Root Cause Myth
The Myth of the Root Cause
“Root cause analysis” is what we do when we want to pretend that failures have a single cause, like a murder mystery where there’s always one butler with one candlestick. In reality, system failures are more like airplane crashes - a bunch of things had to go wrong in just the right way. At Atlassian, we had an outage that required seventeen different things to fail simultaneously. The root cause analysis looked like a conspiracy theory board with red string connecting everything.
The Five Whys technique is supposed to help, but usually, it just leads to existential questions. Why did the server crash? Because it ran out of memory. Why did it run out of memory? Because the cache was too big. Why was the cache too big?
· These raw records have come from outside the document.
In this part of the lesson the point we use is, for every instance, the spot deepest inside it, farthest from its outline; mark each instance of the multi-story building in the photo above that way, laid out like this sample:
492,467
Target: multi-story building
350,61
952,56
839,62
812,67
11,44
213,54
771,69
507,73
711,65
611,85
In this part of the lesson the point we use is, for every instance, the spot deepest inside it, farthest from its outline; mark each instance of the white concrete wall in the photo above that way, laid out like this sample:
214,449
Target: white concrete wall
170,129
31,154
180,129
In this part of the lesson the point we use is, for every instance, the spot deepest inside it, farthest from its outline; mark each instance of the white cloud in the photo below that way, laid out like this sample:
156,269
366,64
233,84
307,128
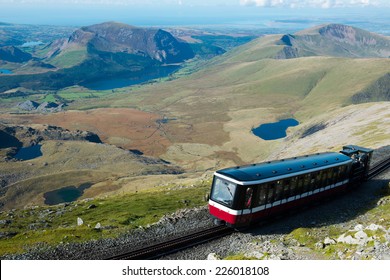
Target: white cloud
326,4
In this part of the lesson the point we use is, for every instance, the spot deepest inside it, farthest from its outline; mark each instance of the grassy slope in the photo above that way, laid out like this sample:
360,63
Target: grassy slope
57,224
219,105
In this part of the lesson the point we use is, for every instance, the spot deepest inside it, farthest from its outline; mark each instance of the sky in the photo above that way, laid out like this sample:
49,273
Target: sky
189,12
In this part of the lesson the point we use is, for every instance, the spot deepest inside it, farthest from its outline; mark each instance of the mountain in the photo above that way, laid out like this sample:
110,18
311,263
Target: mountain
337,40
102,51
121,39
214,110
331,40
14,54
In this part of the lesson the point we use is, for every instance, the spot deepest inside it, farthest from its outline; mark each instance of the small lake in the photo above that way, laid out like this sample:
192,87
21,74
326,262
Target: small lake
65,194
113,83
276,130
32,44
5,71
27,153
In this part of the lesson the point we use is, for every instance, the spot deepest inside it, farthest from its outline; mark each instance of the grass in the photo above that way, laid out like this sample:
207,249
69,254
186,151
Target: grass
69,58
56,224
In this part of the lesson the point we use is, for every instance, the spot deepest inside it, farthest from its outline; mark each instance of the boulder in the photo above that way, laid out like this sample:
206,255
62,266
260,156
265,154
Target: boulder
361,235
329,241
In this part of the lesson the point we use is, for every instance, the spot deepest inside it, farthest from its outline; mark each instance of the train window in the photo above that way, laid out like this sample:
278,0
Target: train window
262,194
248,198
286,187
329,176
293,186
223,191
271,192
342,172
323,178
278,190
306,183
318,180
300,185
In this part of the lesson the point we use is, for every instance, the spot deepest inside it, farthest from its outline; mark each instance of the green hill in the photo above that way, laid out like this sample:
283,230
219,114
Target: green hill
215,109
Because we cached everything. Why did we cache everything? Because database queries were slow. Why were queries slow? Because we exist in a universe where the speed of light is finite and entropy always increases. At some point, you have to stop or you end up blaming the Big Bang.
My approach is to accept that failures are usually conspiracies of circumstances. Instead of finding “the” root cause, I look for the easiest link to break in the failure chain. Can’t prevent cosmic rays from flipping bits? Add error correction. Can’t prevent developers from writing bugs? Add tests. Can’t prevent tests from missing things? Add monitoring. It’s not satisfying to say “several things went wrong,” but it’s more honest than pretending there’s always one villain to blame.